Los sueños realizados silban, alegres, una vieja tonada de sombras de la historia buena, con un ritmo bonito que apacienta al corazón, como un pueblo antiguo y blanco que se quita su sombrero de nubes y saluda al sol.
Los sueños pendientes cuelgan de una vieja percha y nos miran, con un silencioso reproche, por no haber estado en el escenario de su luz, ni abrir surcos a las semillas de su bondad, para hacerlas fértiles en el alma.
Estar en paz con ellos es imaginar, por un instante, que vamos de brazo con la vida, sumisos y sumamente frágiles al amor ideal, con el pensamiento fijo en esa lejanía grata que nos hace presentir la profecía de lo universal.
Poseen una campana de silencio que repica y nos libera para que, mientras segamos una cosecha, el viento nos dote de alas para iniciar otra y continuar así nuestro tiempo, asidos a una esperanza azul, bella y seductora.
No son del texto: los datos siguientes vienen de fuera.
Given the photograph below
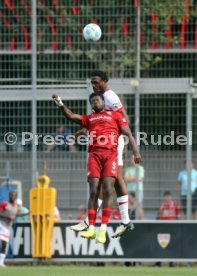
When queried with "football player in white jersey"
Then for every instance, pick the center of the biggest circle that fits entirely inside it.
(99, 81)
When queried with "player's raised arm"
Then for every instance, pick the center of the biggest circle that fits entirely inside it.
(124, 113)
(66, 111)
(127, 131)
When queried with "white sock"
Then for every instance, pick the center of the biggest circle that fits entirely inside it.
(100, 201)
(104, 227)
(92, 227)
(123, 208)
(2, 258)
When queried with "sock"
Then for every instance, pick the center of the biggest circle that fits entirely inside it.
(92, 227)
(2, 258)
(100, 201)
(103, 227)
(106, 213)
(92, 216)
(123, 208)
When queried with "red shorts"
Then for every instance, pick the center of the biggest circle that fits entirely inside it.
(102, 164)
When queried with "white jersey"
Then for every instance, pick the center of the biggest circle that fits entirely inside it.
(112, 102)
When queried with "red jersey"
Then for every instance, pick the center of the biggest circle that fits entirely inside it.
(169, 210)
(104, 128)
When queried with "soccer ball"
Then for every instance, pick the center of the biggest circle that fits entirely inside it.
(92, 32)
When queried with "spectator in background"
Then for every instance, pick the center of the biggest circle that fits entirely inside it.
(169, 210)
(182, 189)
(62, 135)
(132, 215)
(23, 212)
(134, 177)
(82, 213)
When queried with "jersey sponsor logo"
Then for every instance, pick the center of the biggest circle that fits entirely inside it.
(163, 240)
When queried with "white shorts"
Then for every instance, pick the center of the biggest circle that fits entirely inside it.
(120, 150)
(4, 233)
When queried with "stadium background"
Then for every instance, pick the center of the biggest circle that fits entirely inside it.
(166, 47)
Y nos convocan, siempre, a persistir en ellos, a intuir su camino pintado en un jardín con el pincel de sus colores naturales, o inscrito en la cantata que inspira al rocío cuando desciende y cae, sereno y enamorado.
A merecerlos, a proveernos de más auroras de estudio, de lunas ocultas tras los visillos, de esos secretos que sólo se nos revelan si aprendemos a escuchar el mañana anhelado que nos aplazó el ayer.
A imaginarlos en las miniaturas de verdad que nos cuentan, espontáneamente, cosas felices, para sentir su dimensión e ir rumbo a la huerta mayor a esperar el atardecer oyendo el canto de los pájaros.